◇オレゴン世界陸上(7月15日~24日/米国・オレゴン州ユージン)10日目
オレゴン世界陸上10日目のイブニングセッションに行われた男子4×400mリレー決勝。日本は2003年パリ大会以来、19年ぶりにその舞台に立った。
「みんなでメダルを取りたい。この世代からマイルのレベルが変わってくる」(ウォルシュ)。予選を3分01秒53の全体2位通過で終えると、そう口にしていた。
1走から佐藤風雅(那須環境技術センター)、川端魁人(中京大クラブ)、ウォルシュ・ジュリアン(富士通)、中島佑気ジョセフ(東洋大)と予選に続いて同じオーダー。この種目で初の表彰台へ、歴史を塗り替える気持ちで決勝に臨んだ。
スタートから連覇を目指す米国が飛ばしていく。「海外勢と競い合って力が入ってしまった」という佐藤。それでも前だけを懸命に追った。予選では3番手という好位置でバトンをつないでいただけに「川端選手に後ろからの勝負をさせてしまい悔しい」。6位争いでバトンが渡った。
予選ではラストまで粘って好走した川端。「自分の想定以上だった」という海外勢の前半スピードに圧倒される。だが、執念で順位をキープして走り抜いた。
「自分に託された走りをしなければいけない。順位を上げることだけを考えました」。ウォルシュが走り出す。「今年1番の走りができた」と評価するように、ラップも43秒91と好タイム。順位を2つも上げて、全体4位へ浮上した。
運命のラスト1周。3人の思いを乗せたバトンを中島が受け取った。「バックストレートは向かい風だったので、後ろにつきました」とメダルをうかがえる位置につける。

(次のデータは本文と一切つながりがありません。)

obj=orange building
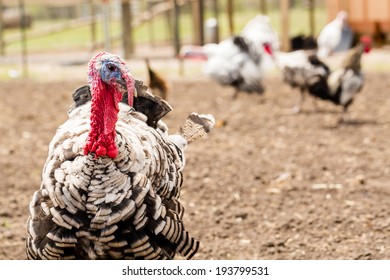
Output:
[327,0,390,37]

だが、3位を走るベルギーの背中が遠くなっていった。それでも最後まで必死に脚を動かす。激しい競り合いを経て、4位でフィニッシュした。
大会前から目標に掲げていたのは、日本記録(3分00秒76)の更新。それを見事に達成する2分59秒51だった。3分の壁を破ると、昨年インドが打ち立てた3分00秒25のアジア記録も塗り替える圧巻のレース。それでも4人の表情は暗いままだった。「メダルを取れると全員が信じていた」(中島)。だからこそ、この結果に満足はできなかった。
来年から世界陸上、2年後のパリ五輪、25年東京と、世界大会が毎年続いていく。この悔しさを胸に「来年こそ役割を果たしたい」(佐藤)、「また走る機会があればこの経験を生かしたい」(川端)。今回はかなわなかったメダルを目指していく。
世界大会で4位入賞は2004年アテネ五輪以来、18年ぶりのこと。これは4人が目指した、新たな歴史を切り開く第一歩となった。